De Genève à Kaboul à bord d'une Fiat 500 entre juin 1953 et décembre 1954 : tel est le défi insensé du jeune Nicolas Bouvier. « On croit qu'on va faire un voyage, mais bientôt c'est le voyage qui vous fait, ou vous défait ». Ce voyage a fait de Nicolas Bouvier le modèle de l'écrivain-voyageur.
Yougoslavie, Grèce, Turquie, Iran, Pakistan (Baloutchistan), Afghanistan... La découverte de ces pays se fait à petite vitesse : par manque d'argent, par suite des pannes récurrentes de leur voiture, par suite d'étapes volontairement prolongées, comme à Tabriz. Nicolas Bouvier et Thierry Vernet essaient de se procurer des ressources, l'un en donnant des conférences ou des articles, l'autre en exposant et vendant des peintures — il a d'ailleurs illustré cet ouvrage de saisissants dessins en noir et blanc. Mais la recette est maigre voire nulle, sauf à Téhéran. N'importe, les deux jeunes aventuriers s'efforcent de vivre aussi modestement que la plupart des gens dont ils croisent la route, des paysans pauvres et des camionneurs. Dès la traversée de l'Anatolie, ils découvrent la fraternité des chauffeurs et des mécanos qui les sauvent du pire à répétition.
Le lecteur est vite frappé de la façon dont ils approchent les gens aux usages différents.

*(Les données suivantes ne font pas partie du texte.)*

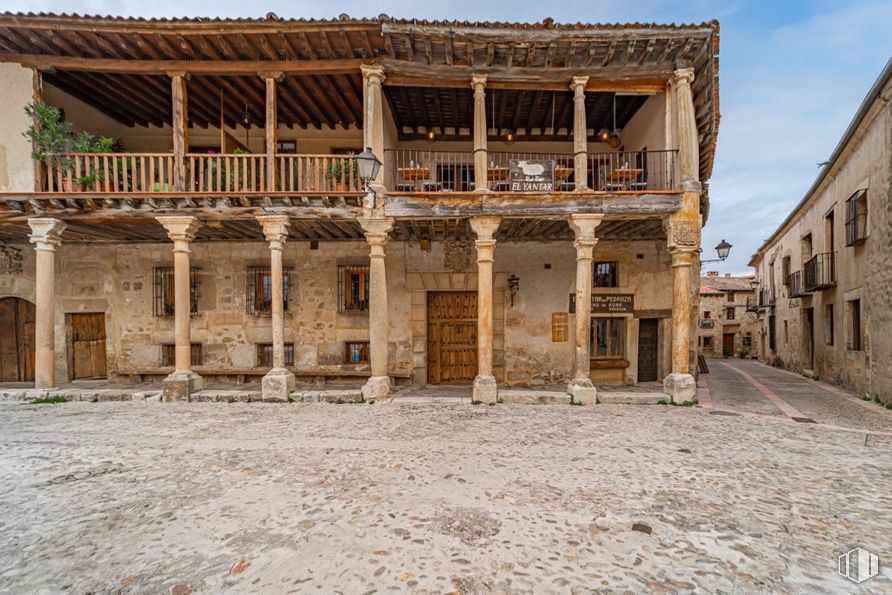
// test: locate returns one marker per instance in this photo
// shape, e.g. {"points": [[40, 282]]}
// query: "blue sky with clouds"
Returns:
{"points": [[792, 74]]}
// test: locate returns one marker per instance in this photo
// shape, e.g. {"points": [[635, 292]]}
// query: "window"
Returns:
{"points": [[353, 288], [605, 275], [163, 291], [265, 354], [607, 338], [259, 292], [856, 218], [169, 354], [829, 325], [855, 325], [356, 352]]}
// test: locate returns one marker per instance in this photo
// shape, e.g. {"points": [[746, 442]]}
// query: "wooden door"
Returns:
{"points": [[451, 337], [648, 346], [88, 346], [16, 340]]}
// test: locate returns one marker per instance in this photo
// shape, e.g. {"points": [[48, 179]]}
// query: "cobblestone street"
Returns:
{"points": [[732, 496]]}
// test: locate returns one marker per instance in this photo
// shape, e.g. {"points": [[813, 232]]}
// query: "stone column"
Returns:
{"points": [[183, 381], [378, 386], [46, 234], [581, 387], [478, 83], [278, 383], [580, 132], [485, 389], [373, 103]]}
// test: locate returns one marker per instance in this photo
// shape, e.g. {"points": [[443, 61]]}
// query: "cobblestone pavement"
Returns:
{"points": [[143, 497]]}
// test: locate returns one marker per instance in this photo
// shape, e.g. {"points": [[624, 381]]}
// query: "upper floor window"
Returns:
{"points": [[259, 291], [856, 218], [163, 291], [606, 274]]}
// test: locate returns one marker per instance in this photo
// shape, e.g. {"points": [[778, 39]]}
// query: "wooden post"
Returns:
{"points": [[378, 386], [46, 235], [271, 128], [580, 132], [180, 125], [478, 83], [581, 387], [485, 388]]}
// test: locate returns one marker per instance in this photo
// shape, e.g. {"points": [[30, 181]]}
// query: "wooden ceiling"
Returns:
{"points": [[417, 109]]}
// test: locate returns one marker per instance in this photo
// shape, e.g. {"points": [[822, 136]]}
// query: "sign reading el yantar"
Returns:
{"points": [[613, 303], [531, 175]]}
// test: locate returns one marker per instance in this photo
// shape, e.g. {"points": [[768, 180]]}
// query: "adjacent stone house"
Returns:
{"points": [[825, 293], [534, 217], [728, 323]]}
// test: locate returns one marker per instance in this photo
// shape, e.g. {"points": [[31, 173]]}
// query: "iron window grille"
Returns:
{"points": [[265, 354], [163, 291], [856, 218], [356, 352], [169, 356], [353, 288], [259, 291]]}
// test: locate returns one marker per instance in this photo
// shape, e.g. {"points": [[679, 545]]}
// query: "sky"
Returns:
{"points": [[792, 74]]}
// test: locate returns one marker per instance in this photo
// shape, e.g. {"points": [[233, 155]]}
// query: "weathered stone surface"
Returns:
{"points": [[680, 387]]}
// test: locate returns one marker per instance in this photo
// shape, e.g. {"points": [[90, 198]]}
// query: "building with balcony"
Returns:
{"points": [[828, 266], [728, 324], [226, 229]]}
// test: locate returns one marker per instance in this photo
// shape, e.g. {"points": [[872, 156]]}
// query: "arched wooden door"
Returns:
{"points": [[16, 340]]}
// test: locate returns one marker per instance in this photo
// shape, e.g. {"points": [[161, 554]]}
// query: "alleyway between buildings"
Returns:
{"points": [[730, 496]]}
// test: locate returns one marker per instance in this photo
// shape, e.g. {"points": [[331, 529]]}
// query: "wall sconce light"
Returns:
{"points": [[513, 287]]}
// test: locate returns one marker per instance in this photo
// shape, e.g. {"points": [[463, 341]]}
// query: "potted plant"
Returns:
{"points": [[51, 138]]}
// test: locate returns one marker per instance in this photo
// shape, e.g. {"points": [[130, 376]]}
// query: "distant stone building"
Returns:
{"points": [[728, 323], [825, 293]]}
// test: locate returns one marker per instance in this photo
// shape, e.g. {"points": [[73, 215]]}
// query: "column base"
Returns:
{"points": [[277, 385], [583, 391], [180, 384], [486, 390], [681, 387], [377, 389]]}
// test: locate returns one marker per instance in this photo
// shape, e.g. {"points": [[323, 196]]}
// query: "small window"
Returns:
{"points": [[259, 291], [856, 218], [353, 288], [829, 325], [607, 338], [169, 355], [163, 290], [265, 355], [356, 352], [855, 325], [606, 274]]}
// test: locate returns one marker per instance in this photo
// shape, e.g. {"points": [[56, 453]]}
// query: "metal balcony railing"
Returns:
{"points": [[820, 272]]}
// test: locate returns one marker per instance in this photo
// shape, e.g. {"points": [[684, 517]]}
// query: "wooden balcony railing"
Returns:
{"points": [[205, 173]]}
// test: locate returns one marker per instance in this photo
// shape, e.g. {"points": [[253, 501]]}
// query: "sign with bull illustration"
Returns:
{"points": [[531, 175]]}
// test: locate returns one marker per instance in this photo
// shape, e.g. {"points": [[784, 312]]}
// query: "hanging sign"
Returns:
{"points": [[531, 175]]}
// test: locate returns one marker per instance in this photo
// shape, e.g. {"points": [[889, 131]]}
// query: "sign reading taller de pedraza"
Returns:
{"points": [[531, 175]]}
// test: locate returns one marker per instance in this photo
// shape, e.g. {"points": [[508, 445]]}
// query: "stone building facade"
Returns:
{"points": [[529, 183], [728, 324], [825, 294]]}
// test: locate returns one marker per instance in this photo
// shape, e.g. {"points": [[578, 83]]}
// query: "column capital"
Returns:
{"points": [[180, 228], [46, 233], [275, 229], [484, 227], [373, 73], [577, 85], [683, 76]]}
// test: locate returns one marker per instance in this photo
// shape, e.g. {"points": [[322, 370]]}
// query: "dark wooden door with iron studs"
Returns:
{"points": [[451, 337], [16, 340]]}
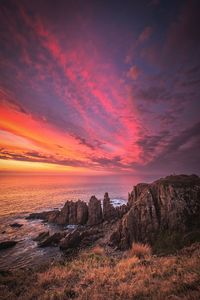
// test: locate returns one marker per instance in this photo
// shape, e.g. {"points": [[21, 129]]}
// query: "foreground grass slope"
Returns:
{"points": [[94, 274]]}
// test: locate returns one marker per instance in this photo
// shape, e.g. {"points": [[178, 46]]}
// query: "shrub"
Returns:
{"points": [[140, 250]]}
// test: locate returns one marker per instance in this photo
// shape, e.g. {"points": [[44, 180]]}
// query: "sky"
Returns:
{"points": [[100, 87]]}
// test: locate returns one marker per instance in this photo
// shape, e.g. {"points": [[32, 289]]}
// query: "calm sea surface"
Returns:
{"points": [[20, 195]]}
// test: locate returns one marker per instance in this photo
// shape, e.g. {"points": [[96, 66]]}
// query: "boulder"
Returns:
{"points": [[52, 240], [109, 211], [171, 204], [73, 213], [94, 211], [41, 236], [82, 213], [7, 244]]}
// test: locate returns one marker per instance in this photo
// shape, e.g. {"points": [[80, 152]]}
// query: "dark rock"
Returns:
{"points": [[171, 204], [73, 213], [109, 211], [52, 240], [82, 213], [16, 225], [7, 244], [72, 240], [122, 210], [41, 236], [52, 215], [94, 211]]}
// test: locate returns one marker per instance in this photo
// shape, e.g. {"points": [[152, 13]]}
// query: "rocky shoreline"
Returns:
{"points": [[169, 205]]}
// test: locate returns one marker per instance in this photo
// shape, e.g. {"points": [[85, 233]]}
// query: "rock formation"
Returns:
{"points": [[109, 211], [94, 211], [79, 213], [171, 204]]}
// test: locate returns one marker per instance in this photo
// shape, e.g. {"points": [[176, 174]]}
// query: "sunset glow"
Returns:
{"points": [[81, 93]]}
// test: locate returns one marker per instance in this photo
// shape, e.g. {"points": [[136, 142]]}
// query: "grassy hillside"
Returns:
{"points": [[95, 274]]}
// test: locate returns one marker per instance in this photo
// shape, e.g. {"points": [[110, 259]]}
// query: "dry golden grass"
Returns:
{"points": [[97, 276]]}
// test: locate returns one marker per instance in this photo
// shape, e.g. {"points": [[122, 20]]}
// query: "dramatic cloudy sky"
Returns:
{"points": [[100, 86]]}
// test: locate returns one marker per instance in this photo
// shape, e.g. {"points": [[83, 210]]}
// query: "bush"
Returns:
{"points": [[140, 250]]}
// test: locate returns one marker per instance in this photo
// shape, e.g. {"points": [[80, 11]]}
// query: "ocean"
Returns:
{"points": [[23, 194]]}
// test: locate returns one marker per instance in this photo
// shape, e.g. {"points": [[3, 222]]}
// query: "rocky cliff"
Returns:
{"points": [[169, 204], [80, 213]]}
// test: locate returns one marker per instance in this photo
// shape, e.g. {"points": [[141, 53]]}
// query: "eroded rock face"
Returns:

En ce temps où la grande vague de décolonisation commence à peine à soulever les empires, rien dans leur attitude n'évoque la morgue colonialiste, rien du sentiment de supériorité que les Européens avaient encore envers les autres nations, les autres cultures. Sans doute est-ce là la raison principale de la survie de ce récit parmi les incontournables de la littérature de voyage.
Des Tziganes en Yougoslavie, des mendiants riches des poésies qu'ils récitent, des Kurdes armés et enturbannés, des francophones isolés, un missionnaire débonnaire et désabusé, un ancien officier britannique devenu aubergiste à Quetta, un directeur de prison qui donne l'hospitalité d'une cellule, un grand propriétaire foncier et des nomades en Iran, un mollah dans un camion, des douaniers circonspects et qui offrent le thé, des garagistes faiseurs de miracles... c'est toute une humanité fascinante que l'usage du monde parcourt, avec un regard modeste : « Il faut savoir que du Turkestan au Caucase, on mesure le bonheur d'un coin de terre à la qualité de ses melons ».
D'innombrables anecdotes sur les mœurs, sur l'histoire, donnent au lecteur un plaisir constamment renouvelé. Pour autant, N. Bouvier n'oublie pas les somptueux paysages traversés. Les montagnes surtout l'impressionnent et les cols qu'il leur faut escalader, parfois en poussant leur monture récalcitrante. C'était bien avant le règne des 4x4. L'Afghanistan était paisible et accueillant : bref, une tout autre époque dont l'actualité se montre quand même à plusieurs reprises : l'armée soviétique avait évacué l’Azerbaïdjan iranien six ans plus tôt, le Premier ministre Mossadegh avait été renversé à Téhéran, les Kurdes s'agitaient ; nos voyageurs relèvent des avis divergents sur tous ces événements et n'imposent pas de lecture idéologique.
Nicolas Bouvier note seulement dans la population, parfois d'un air amusé, un sentiment nationaliste diffus. Il relève aussi les jalousies de voisinage. « Les Tabrizi faisaient courir sur les Kurdes toutes sortes de rumeurs malveillantes : … c'étaient des sauvages, des coupeurs de bourses, qui vendent leurs filles à bas prix, qui s'en prenaient à celles des autres, etc... » Il évoque aussi les rivalités internes de l'Afghanistan encore féodal, un pays aux « féroces guérillas montagnardes ». L'étape afghane, précisément, c'est pour Nicolas Bouvier le moment de se séparer de Thierry Vernet attendu à Ceylan.
Ce bouquin, initialement publié en 1963, reste, je le répète, un incontournable des récits de voyageurs contemporains, mais un tel voyage serait aujourd'hui impossible...
• Nicolas Bouvier. L'usage du monde. Payot, 1992, 418 pages.